Wesentlich besser lief es da schon bei Ole von Beust in Hamburg. Zwar kostete sein Prestigeobjekt, die Elbphilharmonie, am Ende die stolze Summe von 866 Millionen Euro, mehr als das Zehnfache der anfangs veranschlagten Kosten, doch konnte das Konzerthaus 2017 wenigstens eröffnet werden, wenn auch provisorisch, wie jetzt herauskommt. Dabei hatte der Erste Bürgermeister der Stadt bis zu seinem Rücktritt 2010 stets auf die Qualität der Ausstattung gesehen. Auf der Anschaffungsliste standen zum Beispiel Klobürsten, das Stück für 291,97 Euro; jeweils 651,00 pro Stück sollten die Klorollen-Halter kosten.

Hier hört man nichts!

Ästhetisch weniger anspruchsvolle Beamte haben diese Pläne nachher durchkreuzt. Abgesenkt wurde der Glamour in den Toiletten. Insgesamt aber blieb es bei dem Konzept der architektonischen Gigantomanie. Der Konzertsaal misst gute dreißig Meter in der Höhe - mehr als der Akustik und damit dem eigentlichen Zweck des Hauses zuträglich ist.

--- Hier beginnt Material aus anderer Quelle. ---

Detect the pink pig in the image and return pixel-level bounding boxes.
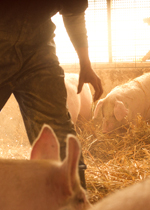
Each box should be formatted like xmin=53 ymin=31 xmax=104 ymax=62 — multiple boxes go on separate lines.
xmin=90 ymin=179 xmax=150 ymax=210
xmin=94 ymin=73 xmax=150 ymax=133
xmin=65 ymin=73 xmax=92 ymax=123
xmin=0 ymin=125 xmax=90 ymax=210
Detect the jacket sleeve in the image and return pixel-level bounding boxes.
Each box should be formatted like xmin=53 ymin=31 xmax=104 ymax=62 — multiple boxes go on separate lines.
xmin=59 ymin=0 xmax=88 ymax=49
xmin=59 ymin=0 xmax=88 ymax=15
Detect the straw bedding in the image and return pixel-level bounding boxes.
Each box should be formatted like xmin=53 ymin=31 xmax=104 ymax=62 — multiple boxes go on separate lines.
xmin=77 ymin=116 xmax=150 ymax=203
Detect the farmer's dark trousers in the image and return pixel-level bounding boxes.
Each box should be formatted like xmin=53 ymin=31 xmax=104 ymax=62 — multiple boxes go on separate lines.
xmin=0 ymin=26 xmax=85 ymax=187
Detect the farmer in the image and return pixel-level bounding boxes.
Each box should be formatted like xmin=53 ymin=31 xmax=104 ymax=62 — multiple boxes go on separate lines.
xmin=0 ymin=0 xmax=102 ymax=186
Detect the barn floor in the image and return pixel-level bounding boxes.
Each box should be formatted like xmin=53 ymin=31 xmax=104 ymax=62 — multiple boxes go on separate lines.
xmin=0 ymin=68 xmax=150 ymax=203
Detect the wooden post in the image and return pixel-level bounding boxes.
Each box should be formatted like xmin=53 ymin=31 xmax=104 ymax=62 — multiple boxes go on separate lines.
xmin=107 ymin=0 xmax=112 ymax=63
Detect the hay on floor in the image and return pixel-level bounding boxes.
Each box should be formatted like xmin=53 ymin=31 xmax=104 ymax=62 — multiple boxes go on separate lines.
xmin=77 ymin=116 xmax=150 ymax=203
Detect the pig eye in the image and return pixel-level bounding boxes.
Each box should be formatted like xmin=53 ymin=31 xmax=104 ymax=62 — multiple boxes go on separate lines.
xmin=78 ymin=198 xmax=84 ymax=203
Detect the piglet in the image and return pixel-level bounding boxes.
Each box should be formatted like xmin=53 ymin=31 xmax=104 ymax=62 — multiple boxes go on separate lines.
xmin=90 ymin=179 xmax=150 ymax=210
xmin=94 ymin=73 xmax=150 ymax=133
xmin=0 ymin=125 xmax=90 ymax=210
xmin=65 ymin=73 xmax=93 ymax=124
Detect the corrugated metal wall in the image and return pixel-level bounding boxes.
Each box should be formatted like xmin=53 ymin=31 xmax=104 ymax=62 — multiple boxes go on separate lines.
xmin=53 ymin=0 xmax=150 ymax=63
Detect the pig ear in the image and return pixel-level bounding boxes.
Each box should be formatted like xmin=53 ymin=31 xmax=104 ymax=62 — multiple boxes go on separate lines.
xmin=62 ymin=134 xmax=81 ymax=195
xmin=67 ymin=135 xmax=81 ymax=188
xmin=30 ymin=125 xmax=60 ymax=160
xmin=114 ymin=100 xmax=128 ymax=121
xmin=94 ymin=99 xmax=104 ymax=118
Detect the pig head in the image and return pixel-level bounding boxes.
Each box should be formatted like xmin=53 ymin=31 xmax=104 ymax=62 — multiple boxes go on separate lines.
xmin=93 ymin=73 xmax=150 ymax=132
xmin=0 ymin=125 xmax=90 ymax=210
xmin=65 ymin=73 xmax=92 ymax=124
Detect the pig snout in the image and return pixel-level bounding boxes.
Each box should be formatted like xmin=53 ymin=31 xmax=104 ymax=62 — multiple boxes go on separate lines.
xmin=0 ymin=125 xmax=91 ymax=210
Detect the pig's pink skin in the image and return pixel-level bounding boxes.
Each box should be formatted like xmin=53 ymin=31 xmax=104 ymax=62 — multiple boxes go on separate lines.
xmin=93 ymin=73 xmax=150 ymax=133
xmin=0 ymin=125 xmax=90 ymax=210
xmin=65 ymin=73 xmax=92 ymax=124
xmin=90 ymin=179 xmax=150 ymax=210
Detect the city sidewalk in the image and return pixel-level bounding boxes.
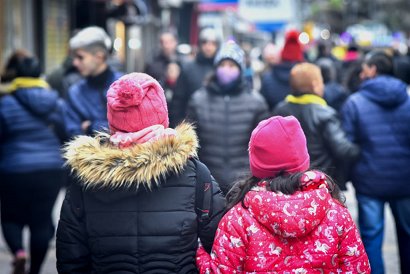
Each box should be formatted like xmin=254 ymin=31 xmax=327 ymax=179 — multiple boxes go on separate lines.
xmin=0 ymin=185 xmax=399 ymax=274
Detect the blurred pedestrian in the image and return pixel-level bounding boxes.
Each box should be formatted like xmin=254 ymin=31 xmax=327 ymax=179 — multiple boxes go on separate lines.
xmin=262 ymin=43 xmax=281 ymax=72
xmin=145 ymin=30 xmax=182 ymax=86
xmin=197 ymin=116 xmax=370 ymax=273
xmin=65 ymin=27 xmax=121 ymax=136
xmin=169 ymin=28 xmax=220 ymax=125
xmin=46 ymin=55 xmax=82 ymax=99
xmin=342 ymin=51 xmax=410 ymax=274
xmin=0 ymin=51 xmax=64 ymax=274
xmin=56 ymin=73 xmax=225 ymax=273
xmin=274 ymin=63 xmax=360 ymax=190
xmin=163 ymin=62 xmax=181 ymax=104
xmin=316 ymin=58 xmax=349 ymax=112
xmin=188 ymin=41 xmax=269 ymax=194
xmin=260 ymin=30 xmax=304 ymax=110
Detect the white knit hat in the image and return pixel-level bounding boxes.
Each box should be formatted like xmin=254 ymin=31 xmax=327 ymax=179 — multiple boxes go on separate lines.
xmin=70 ymin=26 xmax=112 ymax=51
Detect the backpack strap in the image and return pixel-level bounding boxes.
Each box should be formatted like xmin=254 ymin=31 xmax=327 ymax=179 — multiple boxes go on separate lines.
xmin=192 ymin=158 xmax=212 ymax=223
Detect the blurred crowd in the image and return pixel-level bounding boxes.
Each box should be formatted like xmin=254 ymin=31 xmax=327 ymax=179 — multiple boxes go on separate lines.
xmin=0 ymin=24 xmax=410 ymax=274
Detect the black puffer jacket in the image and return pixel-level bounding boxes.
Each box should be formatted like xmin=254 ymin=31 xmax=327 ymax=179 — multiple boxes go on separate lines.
xmin=188 ymin=77 xmax=269 ymax=194
xmin=169 ymin=52 xmax=214 ymax=125
xmin=57 ymin=125 xmax=225 ymax=274
xmin=274 ymin=95 xmax=360 ymax=190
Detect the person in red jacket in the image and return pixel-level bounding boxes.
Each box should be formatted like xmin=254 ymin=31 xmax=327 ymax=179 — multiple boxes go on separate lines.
xmin=197 ymin=116 xmax=370 ymax=273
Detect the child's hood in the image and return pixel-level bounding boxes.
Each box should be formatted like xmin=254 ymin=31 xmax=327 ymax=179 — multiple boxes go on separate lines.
xmin=245 ymin=187 xmax=335 ymax=238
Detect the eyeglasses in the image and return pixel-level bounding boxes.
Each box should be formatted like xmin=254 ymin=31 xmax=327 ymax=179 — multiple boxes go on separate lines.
xmin=200 ymin=40 xmax=216 ymax=45
xmin=73 ymin=54 xmax=85 ymax=61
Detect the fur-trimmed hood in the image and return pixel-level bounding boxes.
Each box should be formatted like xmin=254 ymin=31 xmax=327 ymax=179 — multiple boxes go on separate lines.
xmin=63 ymin=123 xmax=198 ymax=188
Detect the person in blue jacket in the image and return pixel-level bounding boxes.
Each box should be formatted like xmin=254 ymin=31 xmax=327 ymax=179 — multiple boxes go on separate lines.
xmin=342 ymin=51 xmax=410 ymax=274
xmin=65 ymin=26 xmax=121 ymax=136
xmin=0 ymin=51 xmax=64 ymax=274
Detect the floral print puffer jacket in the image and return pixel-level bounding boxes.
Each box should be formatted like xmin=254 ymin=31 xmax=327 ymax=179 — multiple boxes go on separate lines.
xmin=197 ymin=171 xmax=370 ymax=274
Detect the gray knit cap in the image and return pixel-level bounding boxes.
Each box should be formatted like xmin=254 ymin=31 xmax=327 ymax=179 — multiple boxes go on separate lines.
xmin=214 ymin=41 xmax=245 ymax=70
xmin=70 ymin=26 xmax=112 ymax=51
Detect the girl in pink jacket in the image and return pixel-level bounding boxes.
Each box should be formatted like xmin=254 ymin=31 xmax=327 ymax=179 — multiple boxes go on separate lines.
xmin=197 ymin=116 xmax=370 ymax=274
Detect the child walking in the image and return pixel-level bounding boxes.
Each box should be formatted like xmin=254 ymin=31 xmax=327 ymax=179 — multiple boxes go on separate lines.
xmin=197 ymin=116 xmax=370 ymax=273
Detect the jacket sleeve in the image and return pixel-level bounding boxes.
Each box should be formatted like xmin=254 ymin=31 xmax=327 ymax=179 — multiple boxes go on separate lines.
xmin=338 ymin=209 xmax=371 ymax=274
xmin=198 ymin=177 xmax=226 ymax=252
xmin=196 ymin=210 xmax=247 ymax=274
xmin=56 ymin=183 xmax=91 ymax=274
xmin=323 ymin=110 xmax=360 ymax=162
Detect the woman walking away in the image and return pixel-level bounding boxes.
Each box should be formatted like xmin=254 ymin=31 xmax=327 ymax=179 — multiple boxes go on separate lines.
xmin=56 ymin=73 xmax=225 ymax=274
xmin=0 ymin=51 xmax=64 ymax=274
xmin=197 ymin=116 xmax=370 ymax=273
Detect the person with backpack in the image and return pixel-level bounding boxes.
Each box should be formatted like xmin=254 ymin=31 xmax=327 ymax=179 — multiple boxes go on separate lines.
xmin=0 ymin=50 xmax=65 ymax=274
xmin=64 ymin=26 xmax=122 ymax=137
xmin=187 ymin=41 xmax=269 ymax=195
xmin=56 ymin=73 xmax=225 ymax=273
xmin=197 ymin=116 xmax=370 ymax=274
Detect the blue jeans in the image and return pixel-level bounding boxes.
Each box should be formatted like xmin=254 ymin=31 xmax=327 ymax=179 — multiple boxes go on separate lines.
xmin=356 ymin=193 xmax=410 ymax=274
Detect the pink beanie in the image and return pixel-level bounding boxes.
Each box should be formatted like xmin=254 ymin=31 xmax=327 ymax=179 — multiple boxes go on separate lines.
xmin=107 ymin=73 xmax=169 ymax=134
xmin=281 ymin=30 xmax=304 ymax=62
xmin=249 ymin=116 xmax=310 ymax=179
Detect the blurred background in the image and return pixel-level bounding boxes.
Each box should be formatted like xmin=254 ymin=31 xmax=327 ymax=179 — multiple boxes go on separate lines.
xmin=0 ymin=0 xmax=410 ymax=76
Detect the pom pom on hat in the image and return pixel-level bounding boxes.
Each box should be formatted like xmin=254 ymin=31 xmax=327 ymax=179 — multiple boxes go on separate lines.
xmin=249 ymin=116 xmax=310 ymax=179
xmin=107 ymin=73 xmax=169 ymax=134
xmin=281 ymin=30 xmax=304 ymax=62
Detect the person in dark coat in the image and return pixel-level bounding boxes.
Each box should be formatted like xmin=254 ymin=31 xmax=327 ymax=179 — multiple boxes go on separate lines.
xmin=56 ymin=73 xmax=225 ymax=274
xmin=145 ymin=31 xmax=182 ymax=86
xmin=274 ymin=63 xmax=360 ymax=190
xmin=188 ymin=41 xmax=269 ymax=194
xmin=169 ymin=28 xmax=220 ymax=125
xmin=0 ymin=51 xmax=65 ymax=274
xmin=342 ymin=51 xmax=410 ymax=274
xmin=260 ymin=30 xmax=304 ymax=110
xmin=46 ymin=56 xmax=82 ymax=99
xmin=316 ymin=58 xmax=349 ymax=112
xmin=65 ymin=27 xmax=121 ymax=136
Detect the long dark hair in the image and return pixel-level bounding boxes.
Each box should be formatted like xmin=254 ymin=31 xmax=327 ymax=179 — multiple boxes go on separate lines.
xmin=226 ymin=172 xmax=346 ymax=210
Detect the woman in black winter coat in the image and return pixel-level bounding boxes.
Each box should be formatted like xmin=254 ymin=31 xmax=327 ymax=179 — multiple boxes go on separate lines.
xmin=188 ymin=41 xmax=269 ymax=194
xmin=57 ymin=73 xmax=225 ymax=274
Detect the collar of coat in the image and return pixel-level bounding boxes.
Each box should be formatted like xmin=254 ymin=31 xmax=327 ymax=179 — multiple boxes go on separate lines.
xmin=285 ymin=94 xmax=327 ymax=106
xmin=63 ymin=123 xmax=198 ymax=189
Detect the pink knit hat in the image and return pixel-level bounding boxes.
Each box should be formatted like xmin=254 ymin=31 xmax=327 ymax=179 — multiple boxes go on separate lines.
xmin=249 ymin=116 xmax=310 ymax=179
xmin=107 ymin=73 xmax=169 ymax=134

Ein einmaliges, ganz eigenes Musikerlebnis bietet es nur denen, die auf den verschachtelten Ebenen des Saales weiter hinten sitzen, dort, wo es stiller und stiller wird, weil die Stimmen der Sänger nicht mehr zu hören sind, der Klang der Instrumente eher vereinzelt als im Zusammenspiel durchdringt. „Hier hört man nichts“ schallte es erst unlängst Jonas Kaufmann aus der Tiefe des Raums entgegen. „Fragen sie den Architekten“, donnerte der Tenor zurück, seinerseits genervt von der Enge der Bühne, die er sich mit dem Orchester teilen musste.

Bei einem nächsten Konzert gingen die Sänger dann kurzerhand hinter dem Orchester in Stellung, damit ihre Stimmen auch jene erreichten, die sonst nichts zu hören bekommen. Not macht erfinderische; Provisorien kaschieren den Mangel. „Ist die Elbphilharmonie noch zu retten“ titelte der FAZ am vergangenen Samstag.

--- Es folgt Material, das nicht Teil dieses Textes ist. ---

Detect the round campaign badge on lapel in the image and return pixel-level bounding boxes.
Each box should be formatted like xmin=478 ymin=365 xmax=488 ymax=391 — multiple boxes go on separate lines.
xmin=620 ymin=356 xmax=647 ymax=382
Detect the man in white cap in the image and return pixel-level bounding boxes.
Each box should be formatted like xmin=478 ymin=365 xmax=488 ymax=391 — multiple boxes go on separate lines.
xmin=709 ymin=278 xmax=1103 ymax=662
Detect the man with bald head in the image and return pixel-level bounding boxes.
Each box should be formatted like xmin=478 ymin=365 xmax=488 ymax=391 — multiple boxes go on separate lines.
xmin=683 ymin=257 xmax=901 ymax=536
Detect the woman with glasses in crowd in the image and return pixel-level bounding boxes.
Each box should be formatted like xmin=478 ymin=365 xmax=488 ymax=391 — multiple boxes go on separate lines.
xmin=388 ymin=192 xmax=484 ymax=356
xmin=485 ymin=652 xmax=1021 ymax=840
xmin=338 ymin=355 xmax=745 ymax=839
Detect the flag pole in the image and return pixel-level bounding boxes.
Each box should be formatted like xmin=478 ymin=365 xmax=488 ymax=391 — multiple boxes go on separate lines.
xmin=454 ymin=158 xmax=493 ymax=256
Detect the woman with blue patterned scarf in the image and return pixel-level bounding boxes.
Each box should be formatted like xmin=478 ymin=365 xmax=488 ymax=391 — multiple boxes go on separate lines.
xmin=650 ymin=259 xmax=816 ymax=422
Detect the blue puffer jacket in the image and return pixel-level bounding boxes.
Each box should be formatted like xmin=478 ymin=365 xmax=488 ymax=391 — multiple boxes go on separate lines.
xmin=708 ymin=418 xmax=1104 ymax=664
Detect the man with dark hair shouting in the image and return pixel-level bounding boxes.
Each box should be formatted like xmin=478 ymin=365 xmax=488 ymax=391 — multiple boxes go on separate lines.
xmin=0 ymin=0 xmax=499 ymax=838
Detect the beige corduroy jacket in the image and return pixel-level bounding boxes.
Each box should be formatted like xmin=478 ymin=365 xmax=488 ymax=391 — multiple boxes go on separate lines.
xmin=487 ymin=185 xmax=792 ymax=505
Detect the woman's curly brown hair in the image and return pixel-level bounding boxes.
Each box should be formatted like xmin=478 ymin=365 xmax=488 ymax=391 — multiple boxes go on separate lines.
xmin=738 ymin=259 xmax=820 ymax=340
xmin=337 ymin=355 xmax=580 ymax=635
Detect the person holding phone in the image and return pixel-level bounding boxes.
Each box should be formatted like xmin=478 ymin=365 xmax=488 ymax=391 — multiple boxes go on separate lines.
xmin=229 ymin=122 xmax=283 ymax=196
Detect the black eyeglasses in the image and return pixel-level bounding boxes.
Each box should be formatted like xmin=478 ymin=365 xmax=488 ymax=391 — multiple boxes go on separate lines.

Hatte Joachim Gauck bei der Eröffnung der „Elphi“ noch von einem „Amphitheater der Tonkunst“ geschwärmt, zeigt sich nun, nach dem Abschwellen des befeuerten Jubels, dass sie kaum mehr ist als ein dilettantischer Versuch politischer Bauherren, sich architektonisch zu verewigen: hübsch anzuschauen und äußerlich beeindruckend, aber denkbar ungeeignet für den vorgeschoben Zweck.

Als Potemkinsche Kulisse ist sie für den Stil bundesdeutscher Prestigebauten so beispielhaft wie der ewig unfertige Berliner Airport oder Stuttgart 21, wenn das Projekt denn jemals zu Ende geführt werden sollten. Allesamt Blendwerke, die keinem Vergleich standhalten mit Bauten, wie sie Ludwig XIV. oder Georges Pompidou ihrem Land hinterließen.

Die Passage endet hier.